AWWT-portrait-Rivera-Sun

Rivera Sun

Writer, peace activist; b. 1982

“When fear is used to control us, love is how we rebel.”

Biography

Rivera Sun’s passion for her work as an author and an activist inspires others to become peacebuilders and changemakers. She writes about nonviolence, organizes protests and rallies that bring people together, and offers nationwide training for nonviolent movements. And she is just getting started. 

Sun claims that her first nonviolent action was picking potatoes on her family’s organic farm in northern Maine when she was a young teen, as this is when she became interested in joining the local food movement. Later Sun attended Bennington College on a writing scholarship and then ran her own dance company for seven years in California. In 2011, during Occupy Wall Street’s efforts to address inequality, Sun connected to the power of nonviolent action and became inspired to write fiction around this theme.

Knowing she wanted to write about nonviolent action, Sun researched and read about different moments in history when the power of people peacefully taking a stand generated positive change. She studied people like Mahatma Gandhi and Martin Luther King, Jr., and began to discover the depth and breadth of nonviolent movements. She also watched closely to see what her nieces and nephews were reading, and learned how to write compelling fiction about heroes who act with peace and love instead of violence. 

To date, Sun has published two series: the Dandelion Collection trilogy and the Ari Ara series, with two publications (of eight) in the Ari Ara series forthcoming. She has also written a book of published essays, a handbook about how to enable change through nonviolence, two books of poetry, and eight plays. Her published works include a variety of genres and are intended for readers of different ages, from middle grades to adulthood. The message they share is that humans are powerful, and that change is possible; the common thread is the idea that the heroes of our time are the ones who stand up for social change.
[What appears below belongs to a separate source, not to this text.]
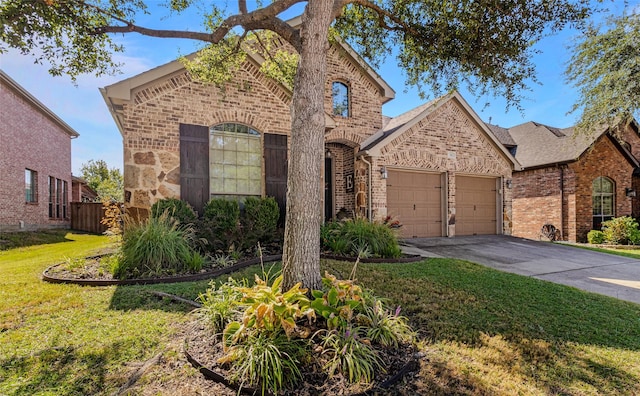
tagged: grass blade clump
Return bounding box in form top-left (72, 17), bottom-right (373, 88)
top-left (113, 212), bottom-right (204, 279)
As Sun says, “If our children and our communities are to be trained for the world that is emerging, then we must put the tools of peace and active nonviolence in their hands, hearts, minds, dreams, and stories.”
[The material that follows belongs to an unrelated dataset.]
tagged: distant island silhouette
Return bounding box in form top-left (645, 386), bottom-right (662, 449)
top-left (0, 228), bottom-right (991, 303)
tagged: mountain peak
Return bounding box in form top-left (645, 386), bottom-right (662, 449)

In The Dandelion Insurrection, the first book in a trilogy about a nonviolent revolution in the United States, Sun writes, “when fear is used to control us, love is how we rebel.” Often, people think courage is the natural response to fear, but Sun believes that love is the essential ingredient that shifts fear toward courage. “If we dig into love, we find something lasting, something we can use powerfully,” she says. 
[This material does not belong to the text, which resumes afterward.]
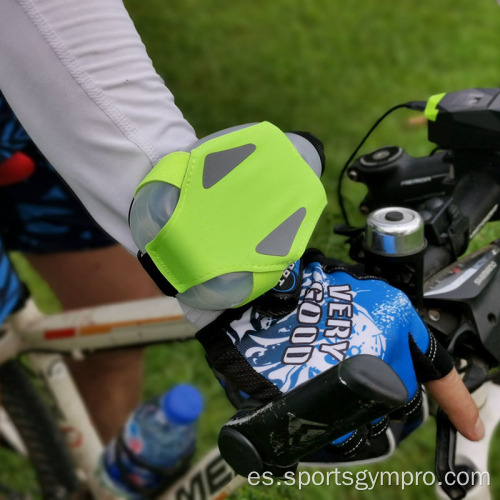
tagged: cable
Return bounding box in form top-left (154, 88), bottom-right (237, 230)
top-left (337, 101), bottom-right (427, 226)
Love, passion, and peace guide Sun’s other forms of activism, as well. Years ago, she joined Campaign Nonviolence, a project of Pace e Bene (Peace and All Good) Nonviolence Service. This organization mobilizes approximately five thousand events each year across the country to promote peace, economic equality, racial justice, and environmental healing. Sun is also the editor and founder of Nonviolence News, a thoughtfully curated newsletter that brings thirty-to-fifty stories about nonviolent action happening around the world to readers each week. Through Nonviolence News, Sun’s goal is to show people that “it’s not just Gandhi, and it’s not just King. There are so many people who are enacting change in nonviolent ways all around the world.”

Looking at the world we live in today, Sun recognizes that we are up against steep odds. If there is any hope for humanity, she says, “it will be found in each of us saying, ‘I am no longer willing to do nothing.’ The more we can popularize the effectiveness of nonviolent direct action, the more people will use it.” Through her novels and her other activist work, Sun endeavors to empower the kind of heroes who are rooted in justice, armed with nonviolence, and practicing peace instead of war. Given the number of crises we currently face as a nation and as a global society, from climate-related catastrophes to gun violence to racial inequality and more, Sun believes we need all hands on deck and that we need to continue to mobilize people to act. ”If we didn’t live in the time we are living in, who knows what I would be writing?” Sun says. “But I feel like, as an author, I need to listen and respond to what I see.” As she points out in her novel Steam Drills, “There can be no more life as usual. We have to live a life unusual . . . and get ready for the adventure of a lifetime.”